From the kitchen to the corridors of power
It's remarkable how often when we ask a foodie about his or her earliest food or cooking experience that the answer involves their mother's influence.
Perhaps this would come as no surprise if we were talking to people who learned to cook 50 years ago when mothers generally stayed at home and looked after the children. But we talk to chefs and foodies whose mothers were a formative influence in an era when women such as Golda Meir, Indira Gandhi and Margaret Thatcher had already shown that women could rule countries as much as kitchens.
I'm not knocking my mother's role in the kitchen. As my father is an adventurous eater but an uninspired cook, the young Moselles would have enjoyed a diet of fried eggs if he had been at the stove. My mother introduced us to her versions of Indian, Moroccan and Vietnamese food, while holding down a full-time career in education.

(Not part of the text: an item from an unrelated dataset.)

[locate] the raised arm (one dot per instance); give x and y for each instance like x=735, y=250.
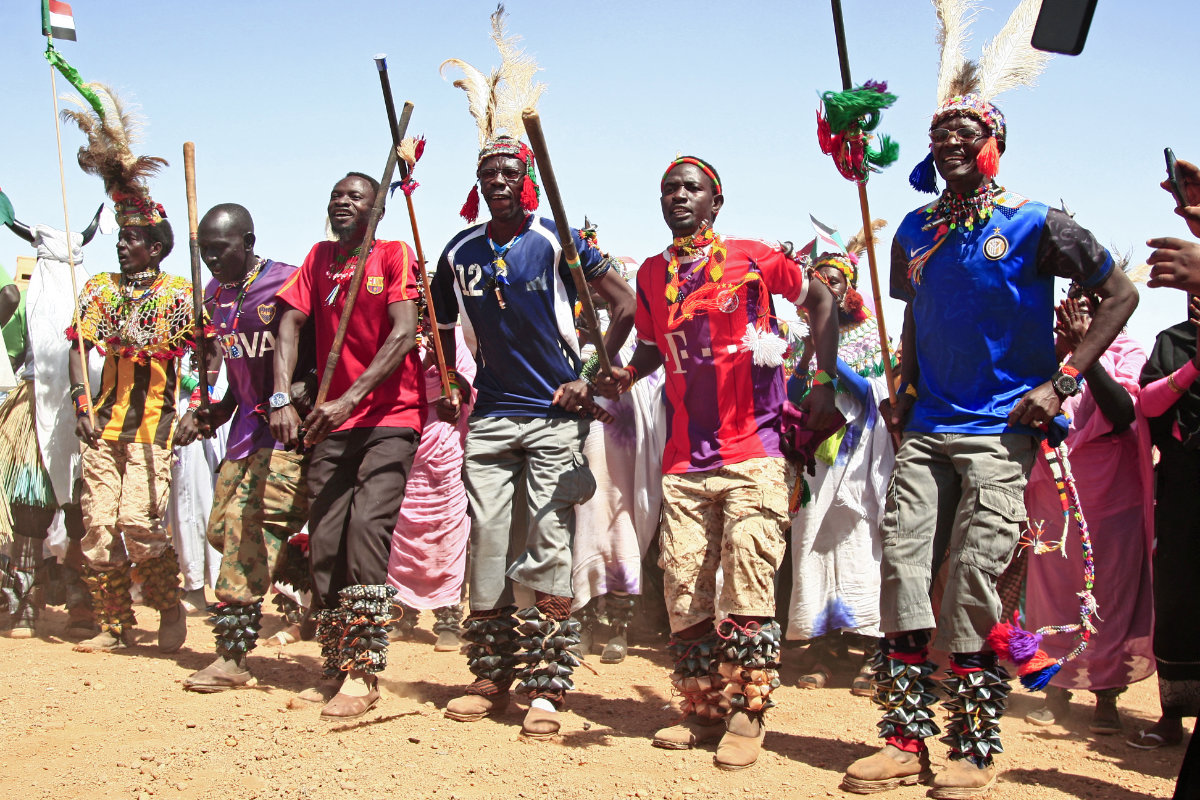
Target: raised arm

We may have been the only children on our street who could recognise a clove of garlic.
Yet it seems some want to go back to a past where women had fewer opportunities and were somehow deemed naturally more suited to cooking than men - except in restaurants. Outspoken British chef Gordon Ramsay went so far as to campaign to 'get women back in the kitchen'. He was reported to say that modern women 'know how to mix cocktails, but can't cook to save their lives'.
The Slow Food movement is a champion of localism and bemoans what it calls the standardisation of life across the world. In an article in Time magazine, founder Carlo Petrini painted a nostalgic picture of a past when 'hardly any mothers had a job, grandmothers lived with their children and grandchildren, and lunch and dinner were rites you couldn't miss. Even if the world was collapsing around you, you would go home at a set time, sit down and eat a full meal fondly prepared by the women of the house.'
Petrini says he doesn't want to force women back into the kitchen. But it's difficult to see how his desire to 'find ideas in the past that we might apply in our increasingly complex society' could have any other outcome.
The activist is better known for his opposition to McDonald's than his ideas about women. While I've argued here before that the food from fast-food franchises is what you can expect quality-wise for the price, the organisation of these companies is a pointer to a different future. Large franchises divide up their work efficiently and in a way that simplifies the drudgery.
Millions of meals are made by a few thousand people, rather than millions of women working in isolation, as any return to the past would imply.
Now if only those McDonald's staff could learn to cook like mum.